On the demand side, signals from China have turned more constructive, playing a meaningful role in WTI’s recent rebound. Data show that China’s GDP grew by 5.0% in 2025, meeting the government’s growth target, while Q4 2025 GDP expanded by 4.5% year-on-year. More importantly for the oil market, China’s crude oil imports in December 2025 reached approximately 13.18 million barrels per day, up 17% year-on-year and marking a record high, while the full-year 2025 average stood at 11.55 million barrels per day, up 4.4% from the previous year. At the same time, refinery throughput in 2025 increased by around 4.1%, indicating that energy consumption has remained resilient despite earlier concerns about economic growth.
That said, it is important to emphasize that the factors weighing on oil prices, while having eased, have not disappeared entirely. Tensions in the Middle East have only temporarily subsided and have yet to be fully resolved. The US–EU trade issue is merely postponed rather than eliminated. Meanwhile, Venezuela remains a supply-side wildcard, as potential policy changes or adjustments to its oil exports could affect the medium-term supply balance, even though the short-term impact remains difficult to quantify.

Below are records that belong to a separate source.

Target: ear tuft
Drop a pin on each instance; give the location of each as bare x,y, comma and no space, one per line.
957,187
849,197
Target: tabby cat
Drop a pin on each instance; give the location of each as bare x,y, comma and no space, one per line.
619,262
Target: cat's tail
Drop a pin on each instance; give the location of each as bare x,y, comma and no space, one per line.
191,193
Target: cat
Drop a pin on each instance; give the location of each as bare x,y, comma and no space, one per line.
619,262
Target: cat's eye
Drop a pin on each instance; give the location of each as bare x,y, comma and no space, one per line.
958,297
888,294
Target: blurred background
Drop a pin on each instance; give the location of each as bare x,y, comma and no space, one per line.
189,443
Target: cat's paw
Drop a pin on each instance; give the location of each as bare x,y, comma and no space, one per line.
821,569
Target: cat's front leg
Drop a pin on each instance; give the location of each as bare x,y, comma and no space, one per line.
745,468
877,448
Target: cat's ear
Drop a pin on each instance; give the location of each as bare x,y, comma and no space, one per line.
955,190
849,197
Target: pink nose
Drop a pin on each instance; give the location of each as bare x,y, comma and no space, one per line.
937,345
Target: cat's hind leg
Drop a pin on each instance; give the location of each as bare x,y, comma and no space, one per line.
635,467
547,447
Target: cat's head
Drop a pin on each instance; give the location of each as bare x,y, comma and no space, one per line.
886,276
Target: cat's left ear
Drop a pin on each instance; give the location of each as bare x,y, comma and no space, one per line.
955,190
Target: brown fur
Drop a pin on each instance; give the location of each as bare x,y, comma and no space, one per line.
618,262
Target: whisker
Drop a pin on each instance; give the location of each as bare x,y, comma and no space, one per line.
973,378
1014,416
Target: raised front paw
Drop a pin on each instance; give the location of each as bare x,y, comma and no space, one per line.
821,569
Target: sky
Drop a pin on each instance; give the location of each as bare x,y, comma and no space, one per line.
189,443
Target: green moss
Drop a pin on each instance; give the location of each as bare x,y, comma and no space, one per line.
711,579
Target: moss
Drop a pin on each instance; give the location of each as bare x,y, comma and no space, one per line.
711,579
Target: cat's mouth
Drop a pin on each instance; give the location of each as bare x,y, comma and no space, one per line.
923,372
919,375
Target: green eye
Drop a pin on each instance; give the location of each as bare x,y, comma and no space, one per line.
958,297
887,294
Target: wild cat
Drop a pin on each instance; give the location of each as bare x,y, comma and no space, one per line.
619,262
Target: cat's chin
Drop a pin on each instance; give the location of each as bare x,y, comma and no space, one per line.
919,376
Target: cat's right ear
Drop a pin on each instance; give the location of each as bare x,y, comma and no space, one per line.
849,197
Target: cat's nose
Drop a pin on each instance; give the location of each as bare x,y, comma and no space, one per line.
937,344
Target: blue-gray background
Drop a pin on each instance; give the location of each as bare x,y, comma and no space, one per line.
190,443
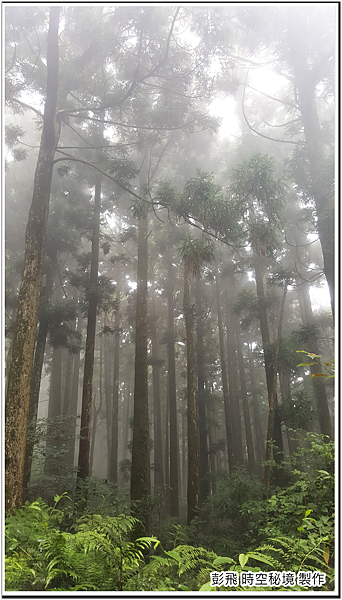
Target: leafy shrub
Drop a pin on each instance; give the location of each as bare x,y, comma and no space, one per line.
99,556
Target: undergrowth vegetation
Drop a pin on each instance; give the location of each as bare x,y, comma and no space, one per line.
54,548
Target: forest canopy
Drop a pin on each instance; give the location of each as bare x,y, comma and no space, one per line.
169,297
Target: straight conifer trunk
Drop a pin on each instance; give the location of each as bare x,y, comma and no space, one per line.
245,406
140,443
193,483
202,425
115,406
306,79
37,372
157,426
224,375
87,390
271,415
312,345
20,371
174,452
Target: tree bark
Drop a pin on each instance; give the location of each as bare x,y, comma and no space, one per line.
20,372
193,483
233,394
258,434
224,376
312,345
140,446
271,415
115,407
107,389
174,451
307,78
157,424
37,371
245,406
202,425
87,390
72,409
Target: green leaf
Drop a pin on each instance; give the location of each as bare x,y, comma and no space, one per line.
174,554
306,364
147,541
207,588
243,558
260,558
220,560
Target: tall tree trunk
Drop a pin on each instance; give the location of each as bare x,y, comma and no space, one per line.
259,437
72,410
233,393
140,446
193,483
87,391
157,425
224,376
54,426
312,345
245,406
202,425
20,371
271,416
268,358
306,81
107,390
116,380
37,370
174,451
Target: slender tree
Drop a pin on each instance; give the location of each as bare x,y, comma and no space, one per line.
194,253
19,377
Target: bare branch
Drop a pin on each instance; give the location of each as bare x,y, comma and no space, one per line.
258,132
28,106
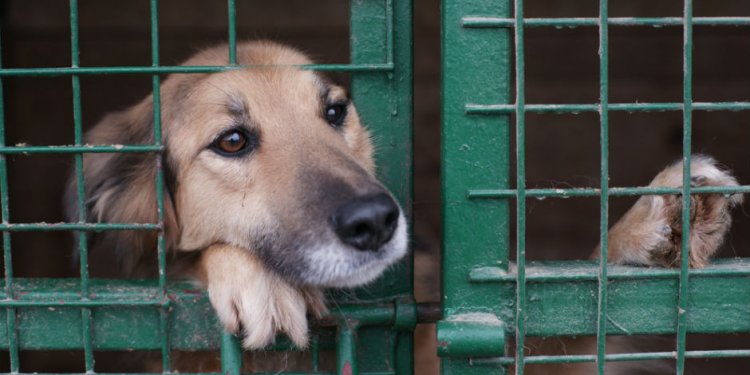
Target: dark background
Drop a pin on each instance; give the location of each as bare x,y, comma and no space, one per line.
561,67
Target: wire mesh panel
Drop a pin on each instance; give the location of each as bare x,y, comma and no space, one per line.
92,315
491,305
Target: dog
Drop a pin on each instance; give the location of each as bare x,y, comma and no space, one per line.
650,234
270,190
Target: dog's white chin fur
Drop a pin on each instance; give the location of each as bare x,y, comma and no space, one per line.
338,265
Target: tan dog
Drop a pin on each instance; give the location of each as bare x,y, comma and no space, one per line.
650,234
269,180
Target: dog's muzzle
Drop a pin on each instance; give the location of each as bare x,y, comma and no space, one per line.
366,223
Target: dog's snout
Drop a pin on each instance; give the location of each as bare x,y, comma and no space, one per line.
366,223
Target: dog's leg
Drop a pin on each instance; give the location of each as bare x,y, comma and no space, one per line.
650,233
254,301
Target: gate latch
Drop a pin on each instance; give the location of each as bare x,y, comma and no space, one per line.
471,335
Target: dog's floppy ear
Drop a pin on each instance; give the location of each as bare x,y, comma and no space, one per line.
121,188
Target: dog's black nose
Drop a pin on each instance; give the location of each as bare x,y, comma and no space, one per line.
366,223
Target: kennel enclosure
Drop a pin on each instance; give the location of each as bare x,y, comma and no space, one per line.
95,315
490,304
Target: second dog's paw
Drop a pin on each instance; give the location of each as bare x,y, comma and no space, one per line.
650,233
255,302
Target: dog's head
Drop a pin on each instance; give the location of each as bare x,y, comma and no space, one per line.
270,159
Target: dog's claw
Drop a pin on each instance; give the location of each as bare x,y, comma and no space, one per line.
650,233
699,180
253,302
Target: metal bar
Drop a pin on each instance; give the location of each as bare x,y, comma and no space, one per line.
75,149
63,71
498,22
389,40
158,183
232,26
210,373
7,255
315,352
520,331
594,192
83,251
346,348
567,271
504,109
601,321
687,90
96,227
542,359
231,354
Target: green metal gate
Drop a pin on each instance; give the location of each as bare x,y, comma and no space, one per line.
490,307
99,315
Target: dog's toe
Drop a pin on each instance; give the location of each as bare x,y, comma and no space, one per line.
245,294
651,234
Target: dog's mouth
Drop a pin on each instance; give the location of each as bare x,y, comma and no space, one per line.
356,258
350,247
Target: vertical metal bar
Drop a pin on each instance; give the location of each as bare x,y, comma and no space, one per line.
687,92
159,184
7,256
232,22
346,349
231,354
601,324
315,352
389,32
88,353
521,186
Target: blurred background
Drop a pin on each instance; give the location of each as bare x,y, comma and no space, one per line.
562,66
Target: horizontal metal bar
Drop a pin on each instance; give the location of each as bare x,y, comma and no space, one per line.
497,22
66,71
620,357
595,192
562,297
65,149
95,227
125,315
203,373
556,271
506,109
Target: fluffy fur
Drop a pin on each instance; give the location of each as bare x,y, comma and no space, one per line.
260,221
650,234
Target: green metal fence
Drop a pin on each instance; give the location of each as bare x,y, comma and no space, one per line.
489,307
98,315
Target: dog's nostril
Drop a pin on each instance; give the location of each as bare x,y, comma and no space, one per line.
366,223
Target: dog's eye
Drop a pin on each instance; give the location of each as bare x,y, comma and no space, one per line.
233,142
335,114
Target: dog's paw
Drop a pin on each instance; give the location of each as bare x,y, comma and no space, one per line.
650,233
254,302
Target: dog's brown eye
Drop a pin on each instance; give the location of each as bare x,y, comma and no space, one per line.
335,114
234,142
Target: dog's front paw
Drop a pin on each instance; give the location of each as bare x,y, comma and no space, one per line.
254,302
650,233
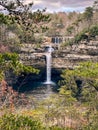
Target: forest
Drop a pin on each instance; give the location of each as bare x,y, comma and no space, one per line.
74,106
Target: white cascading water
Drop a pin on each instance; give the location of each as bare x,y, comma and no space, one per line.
48,69
48,65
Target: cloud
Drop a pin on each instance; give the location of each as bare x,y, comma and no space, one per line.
61,5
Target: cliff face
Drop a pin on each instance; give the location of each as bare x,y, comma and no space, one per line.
66,57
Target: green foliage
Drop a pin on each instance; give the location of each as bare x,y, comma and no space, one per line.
88,14
87,72
19,122
94,30
10,61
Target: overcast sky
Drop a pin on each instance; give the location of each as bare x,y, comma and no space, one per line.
61,5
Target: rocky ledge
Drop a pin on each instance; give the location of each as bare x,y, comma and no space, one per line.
66,57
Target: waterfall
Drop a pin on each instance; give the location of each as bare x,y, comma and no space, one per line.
48,68
48,65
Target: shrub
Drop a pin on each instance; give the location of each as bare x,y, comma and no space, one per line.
19,122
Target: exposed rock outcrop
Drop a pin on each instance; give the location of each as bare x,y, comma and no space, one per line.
68,56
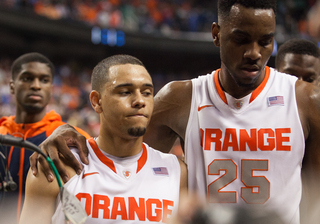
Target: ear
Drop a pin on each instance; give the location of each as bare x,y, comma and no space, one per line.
96,101
215,31
11,86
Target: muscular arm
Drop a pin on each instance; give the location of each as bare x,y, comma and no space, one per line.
170,115
183,178
40,198
308,100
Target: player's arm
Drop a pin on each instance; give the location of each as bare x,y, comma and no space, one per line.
308,101
57,147
170,115
40,198
183,177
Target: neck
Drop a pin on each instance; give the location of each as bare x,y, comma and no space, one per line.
120,147
27,118
229,85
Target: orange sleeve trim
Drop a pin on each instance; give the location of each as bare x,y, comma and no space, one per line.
218,87
258,90
143,159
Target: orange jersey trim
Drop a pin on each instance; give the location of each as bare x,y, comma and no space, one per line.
254,94
108,162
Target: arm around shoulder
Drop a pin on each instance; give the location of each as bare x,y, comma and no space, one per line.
170,115
40,198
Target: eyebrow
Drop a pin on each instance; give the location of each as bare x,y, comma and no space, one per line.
130,84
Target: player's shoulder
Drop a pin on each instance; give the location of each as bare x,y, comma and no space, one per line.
175,90
307,91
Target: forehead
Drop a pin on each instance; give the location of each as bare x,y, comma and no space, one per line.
35,68
128,73
245,19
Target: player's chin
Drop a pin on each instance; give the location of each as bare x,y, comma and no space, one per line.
137,131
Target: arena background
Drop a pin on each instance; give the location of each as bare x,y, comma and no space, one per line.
171,37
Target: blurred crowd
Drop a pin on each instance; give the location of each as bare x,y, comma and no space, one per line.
70,94
72,81
156,16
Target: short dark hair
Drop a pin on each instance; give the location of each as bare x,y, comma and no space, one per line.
296,46
30,57
224,6
100,72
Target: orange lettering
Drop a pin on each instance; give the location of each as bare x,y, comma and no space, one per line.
97,199
201,137
119,208
166,210
88,199
271,142
246,139
135,209
209,138
230,140
280,139
157,210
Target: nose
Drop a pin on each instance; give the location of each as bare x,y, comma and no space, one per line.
253,52
36,84
138,100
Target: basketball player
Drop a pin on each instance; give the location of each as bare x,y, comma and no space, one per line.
245,128
300,58
31,85
126,180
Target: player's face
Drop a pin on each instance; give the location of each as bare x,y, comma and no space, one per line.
127,101
32,87
246,40
305,67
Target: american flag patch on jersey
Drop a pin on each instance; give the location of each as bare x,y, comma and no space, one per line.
160,171
275,100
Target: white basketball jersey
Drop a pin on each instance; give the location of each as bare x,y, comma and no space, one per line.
141,189
246,151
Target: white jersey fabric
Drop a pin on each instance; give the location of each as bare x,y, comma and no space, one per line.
246,151
140,189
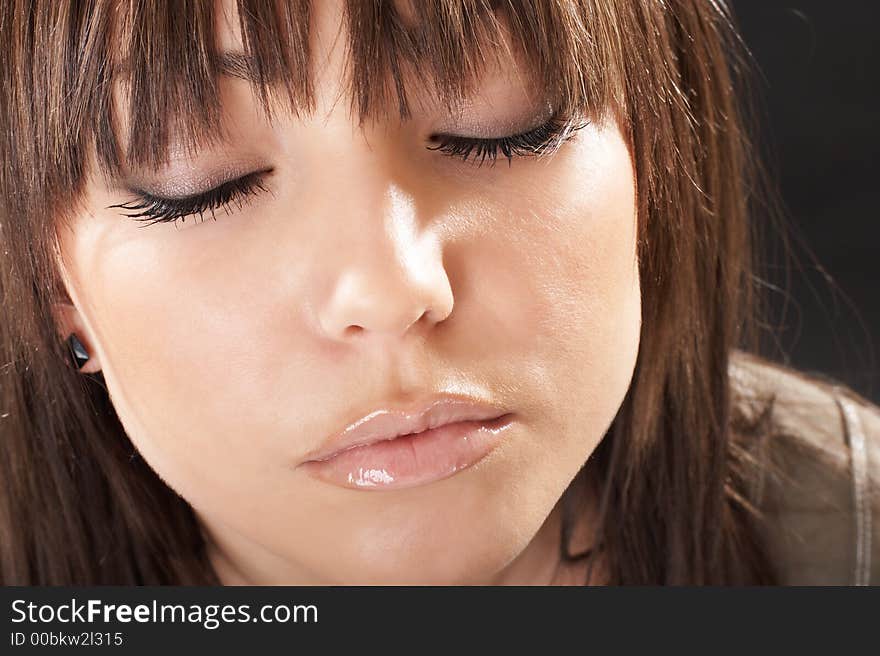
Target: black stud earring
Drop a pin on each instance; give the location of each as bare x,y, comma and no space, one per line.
78,354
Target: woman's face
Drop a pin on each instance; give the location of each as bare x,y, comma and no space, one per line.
371,270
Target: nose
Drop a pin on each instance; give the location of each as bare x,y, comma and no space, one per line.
389,276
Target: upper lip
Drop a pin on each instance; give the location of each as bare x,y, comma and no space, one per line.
388,423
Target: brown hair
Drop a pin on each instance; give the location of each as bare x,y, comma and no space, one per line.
77,503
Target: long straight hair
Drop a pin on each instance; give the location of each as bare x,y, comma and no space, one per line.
78,505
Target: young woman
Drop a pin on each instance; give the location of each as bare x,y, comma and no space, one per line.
374,292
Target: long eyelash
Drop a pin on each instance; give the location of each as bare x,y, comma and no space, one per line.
542,140
150,209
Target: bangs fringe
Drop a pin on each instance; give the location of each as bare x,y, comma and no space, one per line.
164,55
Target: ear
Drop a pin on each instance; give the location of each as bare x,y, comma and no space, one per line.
69,320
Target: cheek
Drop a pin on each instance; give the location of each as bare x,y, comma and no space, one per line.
575,241
183,332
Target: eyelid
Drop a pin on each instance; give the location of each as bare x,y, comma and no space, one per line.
541,140
165,209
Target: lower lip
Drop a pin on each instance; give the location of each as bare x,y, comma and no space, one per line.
414,459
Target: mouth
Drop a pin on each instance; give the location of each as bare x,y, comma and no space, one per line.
408,459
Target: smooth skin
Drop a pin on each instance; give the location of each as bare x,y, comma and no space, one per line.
372,269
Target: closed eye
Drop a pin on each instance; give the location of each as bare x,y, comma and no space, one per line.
542,140
151,208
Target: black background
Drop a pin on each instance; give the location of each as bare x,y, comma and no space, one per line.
817,89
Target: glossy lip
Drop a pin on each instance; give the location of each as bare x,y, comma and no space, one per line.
388,424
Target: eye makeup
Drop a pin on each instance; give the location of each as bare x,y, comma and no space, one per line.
541,140
150,208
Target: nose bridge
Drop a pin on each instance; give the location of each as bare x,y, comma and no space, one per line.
387,273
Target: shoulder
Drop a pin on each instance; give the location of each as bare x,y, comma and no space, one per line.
815,445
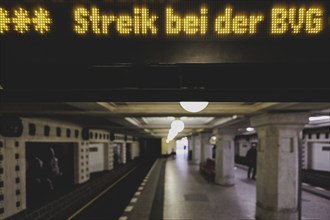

Therefore, in my view, the current recovery in WTI does not yet represent the start of a strong and sustainable uptrend. This move is better interpreted as a technical rebound, driven by a weaker USD, temporarily easing geopolitical and trade risks, and short-term positive demand signals.
In the near term, the key catalyst the market is waiting for remains the supply–demand balance, particularly through US crude oil inventory data. As the official inventory report has not been released on the usual schedule this week, the market is staying cautious and trading within a narrow range. If inventories rise more than expected, downside pressure could re-emerge. Conversely, if inventories fall or increase less than forecast, WTI may be able to consolidate current levels and extend its rebound.
In summary, ahead of inventory confirmation, I believe WTI is likely to continue trading sideways with a slight positive bias, within the USD 59–62 per barrel range. This range reflects a market in wait-and-see mode, where upside momentum has emerged but is still insufficient to define a clear trend.